Highlights & Insights

  • Naturalness of Motion Primitives: Human motion is inherently composed of elemental primitives, making this representation more aligned with kinematic reality. The approach is transferable to robot action recognition, sign language recognition, and related domains.
  • Efficiency Advantage: Primitive sequences are substantially shorter than raw signals, drastically reducing the computational cost of the Transformer while simultaneously improving accuracy.
  • Robustness: Resilience to sampling rate variation is a critical practical advantage for real-world deployment.

Limitations & Future Work

  • The interpretability of learned primitive segmentations remains to be validated — it is unclear whether the discovered primitives correspond to genuine motion units.
  • Evaluation is limited to IMU data; extension to other sensor modalities (EMG, pressure) is necessary.
  • Primitive decomposition may be inaccurate for complex transitional activities (e.g., "sitting down immediately followed by standing up").
  • vs. HAR-Transformer: Applies fixed-window tokenization directly to raw signals, ignoring the natural structure of motion; MoPFormer's learned segmentation provides a more principled alternative.
  • vs.
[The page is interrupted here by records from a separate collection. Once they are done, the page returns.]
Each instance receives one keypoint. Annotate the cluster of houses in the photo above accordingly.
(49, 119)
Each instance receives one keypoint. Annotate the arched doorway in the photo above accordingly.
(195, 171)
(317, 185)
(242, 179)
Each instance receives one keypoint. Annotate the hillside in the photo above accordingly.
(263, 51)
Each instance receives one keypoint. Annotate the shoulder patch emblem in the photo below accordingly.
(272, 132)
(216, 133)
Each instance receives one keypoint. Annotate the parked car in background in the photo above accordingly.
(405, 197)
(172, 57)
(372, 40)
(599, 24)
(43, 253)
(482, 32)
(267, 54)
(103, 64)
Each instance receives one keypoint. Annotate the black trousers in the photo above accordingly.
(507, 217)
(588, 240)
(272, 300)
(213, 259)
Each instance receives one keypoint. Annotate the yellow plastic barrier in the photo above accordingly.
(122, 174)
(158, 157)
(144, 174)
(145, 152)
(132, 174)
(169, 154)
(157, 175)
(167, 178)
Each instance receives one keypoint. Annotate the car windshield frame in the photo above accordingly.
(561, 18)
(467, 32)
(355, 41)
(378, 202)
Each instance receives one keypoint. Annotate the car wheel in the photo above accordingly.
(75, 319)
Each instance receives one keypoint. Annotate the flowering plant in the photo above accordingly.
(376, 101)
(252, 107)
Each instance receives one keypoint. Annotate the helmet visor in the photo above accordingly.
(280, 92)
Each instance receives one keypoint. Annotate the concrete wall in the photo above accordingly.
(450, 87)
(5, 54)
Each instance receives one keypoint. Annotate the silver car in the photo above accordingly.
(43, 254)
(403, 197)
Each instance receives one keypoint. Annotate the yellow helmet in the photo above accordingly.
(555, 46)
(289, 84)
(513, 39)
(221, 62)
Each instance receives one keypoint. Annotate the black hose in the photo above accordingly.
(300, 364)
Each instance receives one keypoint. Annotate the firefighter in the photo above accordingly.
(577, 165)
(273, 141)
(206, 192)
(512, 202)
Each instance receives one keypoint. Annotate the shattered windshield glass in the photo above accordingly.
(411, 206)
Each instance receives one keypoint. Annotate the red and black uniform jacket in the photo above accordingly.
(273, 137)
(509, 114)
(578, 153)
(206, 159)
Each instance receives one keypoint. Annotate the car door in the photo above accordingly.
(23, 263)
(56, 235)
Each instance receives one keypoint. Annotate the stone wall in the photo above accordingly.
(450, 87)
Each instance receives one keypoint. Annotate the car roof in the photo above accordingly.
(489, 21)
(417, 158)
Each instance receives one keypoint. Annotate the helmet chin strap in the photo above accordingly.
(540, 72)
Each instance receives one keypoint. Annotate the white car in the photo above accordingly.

DeepConvLSTM: A CNN-RNN hybrid with a large parameter count and insufficient capacity to capture long-range dependencies.

Rating

  • Novelty: ⭐⭐⭐⭐ The use of motion primitives as tokens is intuitive and effective.
  • Experimental Thoroughness: ⭐⭐⭐⭐⭐ Three datasets with comprehensive ablation studies.
  • Writing Quality: ⭐⭐⭐⭐ Clear and well-structured presentation.
  • Value: ⭐⭐⭐⭐ High practical value for real-world wearable HAR applications.